Additionally, work to improve your startup’s invoicing. Use the latest software and techniques, such as texting the invoice, so your clients know exactly what they owe you and when.
Finally, consider expanding the methods of payment your company is willing to accept for the goods and/or services it provides—the more options your customers have to pay you, the better chance you will have of receiving prompt payment.
3. Keep Good Records, Especially of Business Loans
Another way to help your company avoid debt issues is to establish an effective record-keeping system. When you receive bills and invoices, log them immediately to keep good visibility of all the expenses you have, especially loan and credit card payments. This will also help you pay all your debts on time, which can help your company avoid penalty fees or collections on your company’s outstanding debts.

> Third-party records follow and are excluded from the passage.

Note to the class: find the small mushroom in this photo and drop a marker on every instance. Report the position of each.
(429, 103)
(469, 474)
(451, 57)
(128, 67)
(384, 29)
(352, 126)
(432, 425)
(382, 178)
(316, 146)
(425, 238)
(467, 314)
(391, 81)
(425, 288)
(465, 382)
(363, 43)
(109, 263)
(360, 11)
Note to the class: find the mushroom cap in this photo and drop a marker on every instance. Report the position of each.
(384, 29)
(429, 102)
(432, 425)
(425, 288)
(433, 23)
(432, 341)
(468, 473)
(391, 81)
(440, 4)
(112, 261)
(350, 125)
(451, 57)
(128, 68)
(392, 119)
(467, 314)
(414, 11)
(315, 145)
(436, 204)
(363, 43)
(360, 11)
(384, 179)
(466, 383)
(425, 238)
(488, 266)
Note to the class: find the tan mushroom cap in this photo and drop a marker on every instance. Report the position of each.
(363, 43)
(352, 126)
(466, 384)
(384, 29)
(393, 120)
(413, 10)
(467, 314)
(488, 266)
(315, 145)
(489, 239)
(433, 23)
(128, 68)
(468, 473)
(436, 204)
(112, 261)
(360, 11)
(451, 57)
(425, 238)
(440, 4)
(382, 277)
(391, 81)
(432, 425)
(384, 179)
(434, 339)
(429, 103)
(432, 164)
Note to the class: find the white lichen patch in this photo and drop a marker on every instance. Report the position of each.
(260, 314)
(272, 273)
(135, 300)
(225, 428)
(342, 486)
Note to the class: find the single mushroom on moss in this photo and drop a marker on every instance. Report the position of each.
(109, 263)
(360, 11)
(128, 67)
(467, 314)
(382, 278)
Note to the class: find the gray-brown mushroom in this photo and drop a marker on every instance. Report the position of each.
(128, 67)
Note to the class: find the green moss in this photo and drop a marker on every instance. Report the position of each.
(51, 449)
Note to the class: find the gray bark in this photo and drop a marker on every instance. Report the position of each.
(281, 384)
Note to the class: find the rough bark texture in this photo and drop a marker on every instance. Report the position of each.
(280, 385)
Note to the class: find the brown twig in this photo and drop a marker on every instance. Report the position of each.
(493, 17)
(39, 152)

4. Seek Help From an Accountant
If managing finances is not your forte, you should strongly consider seeking professional assistance to help optimize your company’s finances. Find a trusted accountant who can provide sound advice on subjects such as business loans and cash flow.
A skilled accountant can help you make informed decisions about financing, business loans, and the use of company credit cards. This advice can help your startup take advantage of fleeting opportunities and avoid pitfalls that could otherwise hurt your company immediately.
Startup owners don’t have to fear using debt or credit to get their businesses up and running. Follow these four tips to help maintain good cash flow while avoiding the hazards that come with using loans and lines of credit to finance a young company.